I walked out to the beach and thought about staying. Jumping in the ocean and floating on my back, watching my belly bob in the waves, forgetting I ever even had a father. But instead I got in my car.
— Chapter 61 —
I usually like the drive north from Florida. I call ahead, book gigs at places I’ve played before, take three or four weeks to wind my way up the coast. I like to drive the scenic roads and watch the palm trees disappear into hills and fall colors. I visit all the pockets of people I know and find some new pockets to replace the ones that disappear. If my friend Slim has work for me, I head to Nashville and record backup tracks for a few days. Otherwise I’ll drive straight to Savannah and spend a couple nights singing with the house band at a bar on Bay Street. Camp a few nights on Cape May, then make my way to Red Bank to play at The Downtown and stay with Cole while I book my next leg of gigs. It’s the way I pass time. A system that works for me. It’s not a bad life. I get to be nothing but wonderful to people I love and move on before it goes stale. But on this trip there’s no time for gigs or visits or seeing old friends or following the coast.
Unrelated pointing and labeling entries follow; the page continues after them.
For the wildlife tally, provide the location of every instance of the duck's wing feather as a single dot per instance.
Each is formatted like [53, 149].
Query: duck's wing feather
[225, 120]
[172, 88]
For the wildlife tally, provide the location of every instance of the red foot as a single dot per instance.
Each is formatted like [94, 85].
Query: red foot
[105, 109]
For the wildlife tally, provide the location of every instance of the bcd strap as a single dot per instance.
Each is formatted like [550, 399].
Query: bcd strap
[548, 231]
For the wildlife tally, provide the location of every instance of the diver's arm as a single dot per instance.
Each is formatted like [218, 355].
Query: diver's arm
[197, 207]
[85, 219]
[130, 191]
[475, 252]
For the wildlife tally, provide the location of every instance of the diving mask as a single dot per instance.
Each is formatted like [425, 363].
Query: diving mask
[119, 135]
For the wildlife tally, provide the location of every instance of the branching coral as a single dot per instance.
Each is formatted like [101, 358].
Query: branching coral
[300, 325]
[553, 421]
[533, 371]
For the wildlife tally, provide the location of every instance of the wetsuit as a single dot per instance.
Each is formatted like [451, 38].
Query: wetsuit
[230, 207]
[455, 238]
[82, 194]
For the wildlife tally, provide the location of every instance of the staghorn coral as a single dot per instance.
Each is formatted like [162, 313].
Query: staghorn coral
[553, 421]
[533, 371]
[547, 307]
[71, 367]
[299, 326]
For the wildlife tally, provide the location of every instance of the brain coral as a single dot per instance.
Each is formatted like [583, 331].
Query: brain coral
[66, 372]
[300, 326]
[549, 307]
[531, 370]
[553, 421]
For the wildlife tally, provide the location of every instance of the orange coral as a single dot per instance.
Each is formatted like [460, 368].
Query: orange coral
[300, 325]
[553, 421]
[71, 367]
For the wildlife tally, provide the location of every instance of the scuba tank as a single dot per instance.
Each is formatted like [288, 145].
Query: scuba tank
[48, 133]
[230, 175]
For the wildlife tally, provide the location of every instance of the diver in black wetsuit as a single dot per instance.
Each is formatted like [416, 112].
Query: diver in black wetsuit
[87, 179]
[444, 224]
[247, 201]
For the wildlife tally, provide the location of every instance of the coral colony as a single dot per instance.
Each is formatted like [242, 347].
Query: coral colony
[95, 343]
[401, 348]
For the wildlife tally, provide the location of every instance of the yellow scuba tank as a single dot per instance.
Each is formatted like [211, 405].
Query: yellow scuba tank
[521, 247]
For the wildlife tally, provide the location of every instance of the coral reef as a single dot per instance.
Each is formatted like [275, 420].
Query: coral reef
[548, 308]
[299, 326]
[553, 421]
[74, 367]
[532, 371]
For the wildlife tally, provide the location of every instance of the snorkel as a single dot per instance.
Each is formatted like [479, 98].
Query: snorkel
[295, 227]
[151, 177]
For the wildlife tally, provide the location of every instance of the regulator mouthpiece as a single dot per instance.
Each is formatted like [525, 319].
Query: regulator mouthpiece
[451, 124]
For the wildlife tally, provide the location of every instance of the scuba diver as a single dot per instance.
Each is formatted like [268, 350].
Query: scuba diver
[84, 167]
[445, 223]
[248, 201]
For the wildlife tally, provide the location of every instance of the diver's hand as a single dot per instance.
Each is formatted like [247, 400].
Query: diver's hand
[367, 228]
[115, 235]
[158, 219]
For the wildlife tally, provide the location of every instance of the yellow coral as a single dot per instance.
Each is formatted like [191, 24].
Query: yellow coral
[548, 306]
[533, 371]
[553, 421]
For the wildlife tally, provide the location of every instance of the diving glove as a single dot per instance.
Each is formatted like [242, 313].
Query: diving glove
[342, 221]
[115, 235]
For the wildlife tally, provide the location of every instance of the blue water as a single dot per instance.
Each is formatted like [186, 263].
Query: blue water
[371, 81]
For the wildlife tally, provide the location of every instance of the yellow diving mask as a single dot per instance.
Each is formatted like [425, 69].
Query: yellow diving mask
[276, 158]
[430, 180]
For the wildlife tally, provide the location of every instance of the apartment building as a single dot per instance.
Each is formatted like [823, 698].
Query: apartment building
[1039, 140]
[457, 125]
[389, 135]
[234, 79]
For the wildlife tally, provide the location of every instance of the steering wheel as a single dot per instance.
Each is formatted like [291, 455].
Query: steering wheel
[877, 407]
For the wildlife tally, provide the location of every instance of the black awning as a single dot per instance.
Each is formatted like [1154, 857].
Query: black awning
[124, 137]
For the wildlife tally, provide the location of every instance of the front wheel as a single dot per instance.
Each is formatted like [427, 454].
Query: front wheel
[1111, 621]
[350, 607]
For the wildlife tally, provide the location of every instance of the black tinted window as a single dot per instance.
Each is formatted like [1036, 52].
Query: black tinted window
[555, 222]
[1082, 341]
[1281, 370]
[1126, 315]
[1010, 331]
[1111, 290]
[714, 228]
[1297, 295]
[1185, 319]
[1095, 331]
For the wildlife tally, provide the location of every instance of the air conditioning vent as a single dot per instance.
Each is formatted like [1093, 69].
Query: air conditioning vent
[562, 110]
My plan was to stay south this year. All summer, when I wasn’t playing gigs, I waited tables for Ollie. Took every shift my swollen feet would allow. I found a house on Bimini Bay with a roof partly covered with tarps, like the money for construction ran out. Plumbing still worked just fine and no one ever came around. Crashing there and living on shift meals let me save up money to rent a real apartment for a few months after the baby comes. Maria, one of the other waitresses at Ollie’s, has a toddler and said maybe we could trade off babysitting and shifts. I tamped down my panic about settling down with the idea that when Max is a little older, we’ll get to hit the road again. I want his world to be big, not just an island. I want him to know the ocean, but I want him to see seasons and meet all the people in my pockets too.
Somehow, I am sure he’ll be a traveling baby, happy in his car seat, letting the sound of the road lull him to sleep. Once we reach the mainland, Max gets quiet in my belly while I drive, so maybe he’s already in love with the road. I’m happy to have him with me. To feel like I’m not completely alone. I don’t like the middle of Florida—cows and farmland and I feel like alligators and giant snakes must be lurking in every body of water. I drive straight through to the Georgia border. I don’t drink anything so I won’t have to stop to pee.
Once, when I was in Boston, my friend Slim called the bar where I was playing to say he was recording a single for some country singer and my exact voice was what he needed to fill out the sound. I drove all the way from Boston to Nashville after my gig. Right on through. I couldn’t see straight by the time I got there, but Slim pumped me full of coffee and tuned my guitar and I was fine. The song didn’t really take off, but every once in a while, if I leave a country station on long enough, I’ll hear it on the radio and I can pick out my voice singing oohs and awahoos through the static. That road trip was killer. This one is worse—I don’t even want to get where I’m going—but I make it over a thousand miles with only four stops and a quick nap, pregnancy bladder and back pain and everything.